How does SWH deal with such cases? Do we have to save the software again? so is there a new SWHID? is there a way to say if it’s a migration ?
Source
- ambassador
- question retrieved from the email info
Audience & Location - which FAQ to use?
- visitor - on website
- user - in user documentation (the contents already exist)
- contributor - in devel documentation
Answer draft
Here is the question put in other terms and its related topics:
- How does SWH deal with such cases?
- Do we have to save the software again?
- So is there a new SWHID?
- Is there a way to say if it’s a migration?
When several projects have identical files in common (same contents, same version of contents), SWH does not archive identical copies, regardless of whether it’s a project migration or a forked project, etc. As the SWHIDs are calculated from intrinsic data, the SWHIDs of these objects don't change since they are the same objects. For instance, if after the project migration, an article refers to a content from the initial project via a SWHID permalink, and if that content has not changed, then, the object-identifier relationship is still valid. There is no broken link in case the author used the permalink version of the SWHID.
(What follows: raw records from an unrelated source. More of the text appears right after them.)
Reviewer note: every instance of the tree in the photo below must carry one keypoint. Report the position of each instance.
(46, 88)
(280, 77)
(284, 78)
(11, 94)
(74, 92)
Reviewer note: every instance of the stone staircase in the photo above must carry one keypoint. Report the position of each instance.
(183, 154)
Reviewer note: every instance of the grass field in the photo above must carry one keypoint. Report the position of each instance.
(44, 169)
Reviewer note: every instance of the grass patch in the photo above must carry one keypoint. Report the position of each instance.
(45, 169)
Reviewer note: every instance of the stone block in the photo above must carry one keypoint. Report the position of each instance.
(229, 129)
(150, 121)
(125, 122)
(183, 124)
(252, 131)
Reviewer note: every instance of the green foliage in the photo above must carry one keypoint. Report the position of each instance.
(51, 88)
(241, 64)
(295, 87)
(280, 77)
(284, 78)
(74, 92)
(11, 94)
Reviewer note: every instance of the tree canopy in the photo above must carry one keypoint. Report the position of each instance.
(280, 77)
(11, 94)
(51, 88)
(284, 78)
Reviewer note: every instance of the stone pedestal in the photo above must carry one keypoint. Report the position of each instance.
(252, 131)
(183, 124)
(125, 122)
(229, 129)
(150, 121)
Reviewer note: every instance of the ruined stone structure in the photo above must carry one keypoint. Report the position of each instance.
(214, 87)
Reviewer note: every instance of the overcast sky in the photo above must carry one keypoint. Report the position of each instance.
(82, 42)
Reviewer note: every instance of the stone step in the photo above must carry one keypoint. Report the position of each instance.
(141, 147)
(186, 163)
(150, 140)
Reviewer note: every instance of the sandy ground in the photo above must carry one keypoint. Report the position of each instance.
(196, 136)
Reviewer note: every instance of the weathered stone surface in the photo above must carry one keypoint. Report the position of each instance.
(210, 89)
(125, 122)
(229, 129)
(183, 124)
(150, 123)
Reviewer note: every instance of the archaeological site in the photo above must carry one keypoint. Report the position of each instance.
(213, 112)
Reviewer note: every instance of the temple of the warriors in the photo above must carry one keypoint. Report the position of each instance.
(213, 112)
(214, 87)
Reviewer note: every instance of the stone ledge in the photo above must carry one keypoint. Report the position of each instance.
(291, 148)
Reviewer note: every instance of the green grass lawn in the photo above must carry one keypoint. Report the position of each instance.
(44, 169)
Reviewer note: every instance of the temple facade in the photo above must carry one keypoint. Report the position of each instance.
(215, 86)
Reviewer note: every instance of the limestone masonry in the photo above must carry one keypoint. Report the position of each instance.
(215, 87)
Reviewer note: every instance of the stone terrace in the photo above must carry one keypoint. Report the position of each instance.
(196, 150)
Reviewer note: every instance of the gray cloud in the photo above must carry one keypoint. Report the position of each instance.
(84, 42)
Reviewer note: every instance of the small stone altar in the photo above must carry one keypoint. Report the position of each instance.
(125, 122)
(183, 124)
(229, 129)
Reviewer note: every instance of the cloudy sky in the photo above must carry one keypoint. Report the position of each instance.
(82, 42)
And if the content changed after the migration, from a SWH perspective, it's a new artifact, with a different SWHID. So there is no risk of pointing to a modified content after a migration.
To preserve the architecture of a project, rather than archiving duplicates, SWH will instead express how each content is linked to the others in the archive, via its data model.
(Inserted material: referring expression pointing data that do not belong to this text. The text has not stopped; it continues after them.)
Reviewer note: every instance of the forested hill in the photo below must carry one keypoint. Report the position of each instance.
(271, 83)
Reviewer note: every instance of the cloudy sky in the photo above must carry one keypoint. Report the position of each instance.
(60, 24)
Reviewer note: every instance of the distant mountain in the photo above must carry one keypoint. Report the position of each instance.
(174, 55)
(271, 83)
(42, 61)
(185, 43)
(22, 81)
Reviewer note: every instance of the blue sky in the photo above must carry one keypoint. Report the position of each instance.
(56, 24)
For further information: https://docs.softwareheritage.org/devel/swh-model/data-model.html#data-model
-
Case 1: the "host forge" is already archived in SWH? No need to do a "Save code now" for the code repository nor to make a "Add forge now". The forge is already harvested. You can check the origins harvested here: https://archive.softwareheritage.org/
The only action to plan is maybe doing a "Save again" if the archived version is not up to date, which is very easy to see with browser extensions: https://www.softwareheritage.org/browser-extensions/
-
Case 2: the "host forge" is not archived yet in SWH: then, it's necessary to archive the code repository, using the different "Save code now" options, as described here: https://docs.softwareheritage.org/#landing-preserve.
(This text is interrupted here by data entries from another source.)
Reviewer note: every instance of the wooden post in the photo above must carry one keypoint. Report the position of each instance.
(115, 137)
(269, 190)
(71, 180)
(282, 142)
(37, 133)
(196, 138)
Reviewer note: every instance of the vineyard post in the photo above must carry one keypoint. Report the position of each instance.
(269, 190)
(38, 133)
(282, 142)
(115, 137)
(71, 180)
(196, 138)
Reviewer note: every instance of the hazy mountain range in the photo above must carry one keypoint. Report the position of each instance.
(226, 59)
Another option is to make a request to archive the complete host forge but the process takes more time because it calls for a validation from the technical team. So, it depends on your need. If you’re only interested in the project that migrated, then, it’s more accurate to make a “Save code now”.
For further information: Pietri, A., Rousseau, G., & Zacchiroli, S. (2020). Forking Without Clicking: On How to Identify Software Repository Forks. Proceedings of the 17th International Conference on Mining Software Repositories, 277–287. https://doi.org/10.1145/3379597.3387450
The developers of a project have the possibility to integrate links to the archived version in the home forge in the README for example. And do the other way round for the project that migrated: integrate the SWHID of the initial project into the README of the project that migrated.
Validation workflow
- identify question
- identify source
- verify duplication in faq.md
- draft answer
- get feedback from team
- validate by Morane / Benoît / Roberto (depends on scope)